Fifty-six competitors from Wisconsin, Minnesota and Michigan gathered for the event. According to Ted Miller, match director, they easily burned up 26,000 rounds of ammunition, using a combination of modern sporting rifles, shotguns and pistols.
Individual competition took place on Saturday, Sept. 7. Then competitors who wanted to, put together teams of three to compete against other teams on Sunday, Sept. 8. Sunday also saw competitors going against each other in rifle, pistol and shotgun side matches, and in grudge matches to which they challenged each other.

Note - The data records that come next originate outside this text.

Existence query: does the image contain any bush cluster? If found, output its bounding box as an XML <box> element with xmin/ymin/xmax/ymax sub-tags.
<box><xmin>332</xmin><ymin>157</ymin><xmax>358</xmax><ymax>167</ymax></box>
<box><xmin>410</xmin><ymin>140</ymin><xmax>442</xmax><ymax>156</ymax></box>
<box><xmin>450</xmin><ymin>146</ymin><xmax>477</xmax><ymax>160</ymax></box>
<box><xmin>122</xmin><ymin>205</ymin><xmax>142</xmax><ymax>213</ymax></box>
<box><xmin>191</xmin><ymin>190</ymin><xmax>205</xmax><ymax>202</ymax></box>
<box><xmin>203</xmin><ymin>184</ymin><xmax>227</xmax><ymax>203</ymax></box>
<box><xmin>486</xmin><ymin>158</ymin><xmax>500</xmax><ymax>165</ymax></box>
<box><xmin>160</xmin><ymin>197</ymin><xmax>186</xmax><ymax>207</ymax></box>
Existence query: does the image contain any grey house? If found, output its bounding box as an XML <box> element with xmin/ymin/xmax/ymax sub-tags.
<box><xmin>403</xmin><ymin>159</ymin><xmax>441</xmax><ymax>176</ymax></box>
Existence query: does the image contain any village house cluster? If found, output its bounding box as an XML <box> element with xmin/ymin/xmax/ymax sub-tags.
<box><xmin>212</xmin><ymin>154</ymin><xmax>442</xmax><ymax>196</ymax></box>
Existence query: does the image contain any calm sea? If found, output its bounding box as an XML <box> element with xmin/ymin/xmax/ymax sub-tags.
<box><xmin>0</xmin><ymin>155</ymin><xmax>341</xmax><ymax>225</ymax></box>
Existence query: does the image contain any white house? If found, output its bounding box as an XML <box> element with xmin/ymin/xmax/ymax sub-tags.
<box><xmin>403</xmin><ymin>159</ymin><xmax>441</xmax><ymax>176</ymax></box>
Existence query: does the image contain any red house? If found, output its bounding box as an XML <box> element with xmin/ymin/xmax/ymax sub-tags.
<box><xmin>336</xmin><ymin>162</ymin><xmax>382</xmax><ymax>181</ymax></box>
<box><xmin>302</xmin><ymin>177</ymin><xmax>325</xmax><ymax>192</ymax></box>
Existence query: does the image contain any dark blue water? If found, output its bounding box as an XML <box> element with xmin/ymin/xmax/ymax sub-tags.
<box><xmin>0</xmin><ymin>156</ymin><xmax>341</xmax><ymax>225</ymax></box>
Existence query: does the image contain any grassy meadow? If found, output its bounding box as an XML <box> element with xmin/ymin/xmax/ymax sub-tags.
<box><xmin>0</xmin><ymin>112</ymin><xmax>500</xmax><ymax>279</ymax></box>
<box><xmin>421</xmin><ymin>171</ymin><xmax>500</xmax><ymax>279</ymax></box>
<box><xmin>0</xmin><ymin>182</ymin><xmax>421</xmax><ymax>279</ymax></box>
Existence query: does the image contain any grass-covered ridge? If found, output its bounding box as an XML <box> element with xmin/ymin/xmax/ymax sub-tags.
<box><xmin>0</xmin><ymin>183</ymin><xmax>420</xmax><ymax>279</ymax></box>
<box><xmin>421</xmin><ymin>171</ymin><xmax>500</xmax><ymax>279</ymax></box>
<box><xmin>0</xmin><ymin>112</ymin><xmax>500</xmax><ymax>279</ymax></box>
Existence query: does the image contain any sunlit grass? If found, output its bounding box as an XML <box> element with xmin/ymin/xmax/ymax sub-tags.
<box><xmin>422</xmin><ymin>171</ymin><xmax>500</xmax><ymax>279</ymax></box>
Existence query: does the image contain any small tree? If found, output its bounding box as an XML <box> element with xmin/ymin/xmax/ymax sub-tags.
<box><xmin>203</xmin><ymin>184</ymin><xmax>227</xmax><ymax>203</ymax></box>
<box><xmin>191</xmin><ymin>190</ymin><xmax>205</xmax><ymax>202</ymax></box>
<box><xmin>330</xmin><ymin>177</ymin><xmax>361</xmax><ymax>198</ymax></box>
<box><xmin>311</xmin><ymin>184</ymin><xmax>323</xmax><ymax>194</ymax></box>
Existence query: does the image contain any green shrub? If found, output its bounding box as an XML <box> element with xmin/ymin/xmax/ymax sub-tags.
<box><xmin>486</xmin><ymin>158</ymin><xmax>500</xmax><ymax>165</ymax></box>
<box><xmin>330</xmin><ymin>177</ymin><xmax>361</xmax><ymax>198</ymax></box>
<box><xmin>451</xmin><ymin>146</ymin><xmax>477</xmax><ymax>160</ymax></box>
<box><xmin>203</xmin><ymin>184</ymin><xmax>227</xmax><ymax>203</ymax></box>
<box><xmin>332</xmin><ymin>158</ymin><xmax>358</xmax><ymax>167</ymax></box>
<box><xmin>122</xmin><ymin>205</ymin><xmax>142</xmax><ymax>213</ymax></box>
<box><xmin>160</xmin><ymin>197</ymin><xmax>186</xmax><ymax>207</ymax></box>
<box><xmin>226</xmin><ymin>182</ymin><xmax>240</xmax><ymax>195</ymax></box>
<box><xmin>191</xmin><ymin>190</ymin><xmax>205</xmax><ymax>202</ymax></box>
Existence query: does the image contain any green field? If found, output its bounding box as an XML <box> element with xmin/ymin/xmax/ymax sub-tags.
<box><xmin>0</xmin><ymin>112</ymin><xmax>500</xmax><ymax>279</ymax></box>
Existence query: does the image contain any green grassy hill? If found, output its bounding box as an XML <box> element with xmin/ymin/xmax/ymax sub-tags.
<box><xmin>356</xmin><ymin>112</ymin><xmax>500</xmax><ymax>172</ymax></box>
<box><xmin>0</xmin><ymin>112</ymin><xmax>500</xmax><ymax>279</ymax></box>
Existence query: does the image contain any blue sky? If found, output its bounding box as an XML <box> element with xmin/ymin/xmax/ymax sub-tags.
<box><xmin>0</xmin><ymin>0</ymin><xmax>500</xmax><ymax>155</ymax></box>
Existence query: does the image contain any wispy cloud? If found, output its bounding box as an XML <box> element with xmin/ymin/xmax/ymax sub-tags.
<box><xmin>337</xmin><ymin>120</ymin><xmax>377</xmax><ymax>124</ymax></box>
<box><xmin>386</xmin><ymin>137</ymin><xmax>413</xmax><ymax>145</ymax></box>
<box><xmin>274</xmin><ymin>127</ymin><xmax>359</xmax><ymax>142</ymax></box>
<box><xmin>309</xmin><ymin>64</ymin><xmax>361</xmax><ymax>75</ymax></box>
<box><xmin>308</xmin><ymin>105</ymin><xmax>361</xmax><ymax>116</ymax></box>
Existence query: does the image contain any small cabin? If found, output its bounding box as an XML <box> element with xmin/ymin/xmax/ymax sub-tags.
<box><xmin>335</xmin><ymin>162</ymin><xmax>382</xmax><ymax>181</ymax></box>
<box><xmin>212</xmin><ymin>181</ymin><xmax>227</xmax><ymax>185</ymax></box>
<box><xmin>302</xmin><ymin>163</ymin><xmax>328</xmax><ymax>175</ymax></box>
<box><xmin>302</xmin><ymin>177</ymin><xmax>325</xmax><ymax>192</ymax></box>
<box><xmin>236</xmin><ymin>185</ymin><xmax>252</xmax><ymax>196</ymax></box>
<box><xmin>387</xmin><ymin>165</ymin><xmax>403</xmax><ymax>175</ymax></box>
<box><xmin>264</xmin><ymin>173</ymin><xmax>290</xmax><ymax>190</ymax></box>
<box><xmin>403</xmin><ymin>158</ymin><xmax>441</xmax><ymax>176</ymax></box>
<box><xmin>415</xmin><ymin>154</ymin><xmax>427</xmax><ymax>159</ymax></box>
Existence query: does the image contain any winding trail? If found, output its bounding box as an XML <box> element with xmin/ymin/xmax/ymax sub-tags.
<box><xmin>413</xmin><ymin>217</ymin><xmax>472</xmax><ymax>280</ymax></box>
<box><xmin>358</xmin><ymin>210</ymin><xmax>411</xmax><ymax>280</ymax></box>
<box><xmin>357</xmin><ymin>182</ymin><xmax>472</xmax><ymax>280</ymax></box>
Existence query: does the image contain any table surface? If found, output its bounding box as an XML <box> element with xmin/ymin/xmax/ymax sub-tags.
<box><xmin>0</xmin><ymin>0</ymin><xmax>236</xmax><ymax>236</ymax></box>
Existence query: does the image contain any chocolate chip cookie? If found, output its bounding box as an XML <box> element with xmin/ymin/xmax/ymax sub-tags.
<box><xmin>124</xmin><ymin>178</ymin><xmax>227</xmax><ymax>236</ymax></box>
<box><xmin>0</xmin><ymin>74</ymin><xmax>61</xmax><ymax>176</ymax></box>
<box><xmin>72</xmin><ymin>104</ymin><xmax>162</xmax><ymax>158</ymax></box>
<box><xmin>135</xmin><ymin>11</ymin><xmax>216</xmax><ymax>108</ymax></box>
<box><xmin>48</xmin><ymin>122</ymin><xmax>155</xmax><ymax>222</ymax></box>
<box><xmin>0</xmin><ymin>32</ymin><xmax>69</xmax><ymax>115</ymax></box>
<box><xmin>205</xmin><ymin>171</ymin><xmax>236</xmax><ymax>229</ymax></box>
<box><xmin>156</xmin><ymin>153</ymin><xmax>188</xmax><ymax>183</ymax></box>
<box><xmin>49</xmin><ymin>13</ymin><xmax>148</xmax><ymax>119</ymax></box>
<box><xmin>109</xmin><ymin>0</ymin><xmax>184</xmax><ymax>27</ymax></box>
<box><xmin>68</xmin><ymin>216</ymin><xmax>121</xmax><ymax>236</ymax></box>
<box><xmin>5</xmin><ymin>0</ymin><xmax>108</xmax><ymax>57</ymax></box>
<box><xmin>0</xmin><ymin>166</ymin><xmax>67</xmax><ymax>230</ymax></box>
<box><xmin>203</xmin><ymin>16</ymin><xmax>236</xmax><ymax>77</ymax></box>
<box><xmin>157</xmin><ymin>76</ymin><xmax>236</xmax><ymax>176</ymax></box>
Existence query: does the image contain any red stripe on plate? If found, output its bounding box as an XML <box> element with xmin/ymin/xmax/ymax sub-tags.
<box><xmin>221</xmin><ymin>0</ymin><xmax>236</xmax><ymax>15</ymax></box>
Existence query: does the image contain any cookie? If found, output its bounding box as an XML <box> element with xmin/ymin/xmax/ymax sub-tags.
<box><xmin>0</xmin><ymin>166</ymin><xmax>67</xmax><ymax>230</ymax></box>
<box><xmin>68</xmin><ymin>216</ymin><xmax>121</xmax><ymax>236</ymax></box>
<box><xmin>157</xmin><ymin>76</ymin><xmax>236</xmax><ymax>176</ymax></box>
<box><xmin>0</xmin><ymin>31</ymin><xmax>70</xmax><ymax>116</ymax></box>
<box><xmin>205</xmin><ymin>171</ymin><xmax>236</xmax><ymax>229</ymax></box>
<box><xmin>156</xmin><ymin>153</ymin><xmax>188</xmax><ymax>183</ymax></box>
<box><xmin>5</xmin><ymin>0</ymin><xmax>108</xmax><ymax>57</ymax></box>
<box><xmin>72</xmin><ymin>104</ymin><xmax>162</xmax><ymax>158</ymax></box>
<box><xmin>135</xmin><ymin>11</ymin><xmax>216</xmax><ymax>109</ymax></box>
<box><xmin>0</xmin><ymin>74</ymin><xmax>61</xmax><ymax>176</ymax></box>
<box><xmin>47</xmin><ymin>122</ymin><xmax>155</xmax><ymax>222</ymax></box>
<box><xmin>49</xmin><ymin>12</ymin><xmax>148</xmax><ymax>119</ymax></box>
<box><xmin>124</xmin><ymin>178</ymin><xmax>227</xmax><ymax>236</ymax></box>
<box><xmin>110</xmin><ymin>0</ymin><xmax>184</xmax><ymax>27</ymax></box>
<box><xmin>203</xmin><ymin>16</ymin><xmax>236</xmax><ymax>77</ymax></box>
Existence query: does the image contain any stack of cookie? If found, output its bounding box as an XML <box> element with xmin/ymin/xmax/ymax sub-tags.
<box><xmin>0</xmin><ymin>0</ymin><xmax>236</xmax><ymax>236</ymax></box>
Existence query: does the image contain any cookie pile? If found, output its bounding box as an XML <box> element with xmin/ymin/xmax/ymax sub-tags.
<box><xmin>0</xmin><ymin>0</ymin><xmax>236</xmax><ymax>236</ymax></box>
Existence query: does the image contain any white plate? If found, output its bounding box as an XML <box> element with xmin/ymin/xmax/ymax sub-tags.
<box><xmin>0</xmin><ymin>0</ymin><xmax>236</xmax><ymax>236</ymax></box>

For the Saturday 5-Stage Match, in Open Division Daniel Beste was first, Eric Sandstrom was second. In the 2×4 Open Division Chris Peterson was first and Chris Forster was second; both are from the Colfax club. Sam Monson was first in Tactical Optics Division and Michael O’Brien took second. In Limited Division Kevin Gornicke claimed first and Justin Morrissey was second. Jack Tomasoski was first in the Free Heavy Division and father Dan Tomasoski was second.
Sunday Shoot-Off winners were Kyle Roble in Open Division Group; Michael O’Brien in Tac Division Group; Justin Morrissey in Limited Division Group. The father and sons team of Dan, Jack and Max Tomasoski won the Team Group.
Category winners were Dan Tomasoski as High Senior; Max Tomasoski, High Junior; Nokomis Nosker, High Lady.
In UML matches, depending what division or group they enter, contestants may use rifle, pistol and shotgun, or pistol caliber carbine (PCC) and shotgun, or other variations. Competitors are divided into squads. Each squad starts at one of the shooting stages designed by the match director.
At each stage a match official reads the match director’s brief for that particular stage, which includes how many targets there are, what types of targets will be faced, the firearms, or firearms, that may be used for specific targets, or must be used for specific targets, as well as information on staging areas and locations where firearm switches are to be made. Competitors then have five minutes to walk the stage and figure out their strategy.
All stages require movement, Some can require a fair amount of running. Targets are mixed. Frequently there will be a bank of stationary clay targets to be shot with either a shotgun or with a PCC, paper targets to be shot with either handgun, rifle or PCC and steel targets which might, depending upon the stage, be shot with pistol, rifle, shotgun or PCC.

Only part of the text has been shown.